Este estado de incertidumbre también reina en la Iglesia. Se creía que después del Concilio llegaría un día soleado para la historia de la Iglesia. En cambio, ha llegado un día de nubes, de tormenta, de oscuridad, de búsqueda, de incertidumbre. Predicamos el ecumenismo y nos distanciamos cada vez más de los demás. Hemos logrado cavar abismos en vez de allanarlos

POR UN "CREDO" VIVIFICANTE Y REDENTOR

¿Cómo ha ocurrido esto? El Papa confió a los presentes su pensamiento: que existía la intervención de un poder adverso. Su nombre es el diablo, este misterioso ser al que también se alude en la Carta de San Pedro. Muchas veces, en cambio, en el Evangelio, en los mismos labios de Cristo, vuelve a mencionarse a este enemigo de los hombres. Creemos -observa el Santo Padre- en algo preternatural que vino al mundo precisamente para perturbar, para sofocar los frutos del Concilio Ecuménico, y para impedir que la Iglesia estalle en el himno de la alegría por haber recuperado la plena conciencia de sí misma. Precisamente por eso quisiéramos ser capaces, más que nunca en este momento, de ejercer la función asignada por Dios a Pedro, de confirmar a nuestros hermanos en la Fe. Nos gustaría comunicaros este carisma de certeza que el Señor da a quien le representa incluso indignamente en esta tierra. La fe nos da certeza, seguridad, cuando se basa en la Palabra de Dios aceptada y encontrada de acuerdo con nuestra propia razón y alma humana. Quien cree con sencillez, con humildad, siente que está en el camino correcto, que tiene un testimonio interior que le reconforta en la difícil conquista de la verdad.

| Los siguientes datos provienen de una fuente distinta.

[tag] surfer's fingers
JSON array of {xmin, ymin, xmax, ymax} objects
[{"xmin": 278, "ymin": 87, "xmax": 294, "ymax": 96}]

El Señor, concluye el Papa, se muestra luz y verdad a los que lo acogen en su Palabra, y su Palabra ya no se convierte en un obstáculo para la verdad y el camino del ser, sino en un peldaño por el que podemos subir y ser verdaderamente vencedores del Señor que se muestra a través del camino de la fe, esta anticipación y garantía de la visión definitiva.

Destacando otro aspecto de la humanidad contemporánea, Pablo VI recuerda la existencia de un gran número de almas humildes, sencillas, puras, rectas y fuertes que siguen la invitación de San Pedro a ser "fortes in fide". Y deseamos -así lo dice- que esta fuerza de la fe, esta seguridad, esta paz, triunfen sobre todos los obstáculos. Por último, el Papa invita a los fieles a un acto de fe humilde y sincero, a un esfuerzo psicológico para encontrar dentro de sí el impulso hacia un acto consciente de adhesión: "Señor, creo en tu palabra, creo en tu revelación, creo en aquellos que me has dado como testigo y garante de esta tu revelación para sentir y experimentar, con la fuerza de la fe, la anticipación de la dicha de la vida que con la fe se nos promete".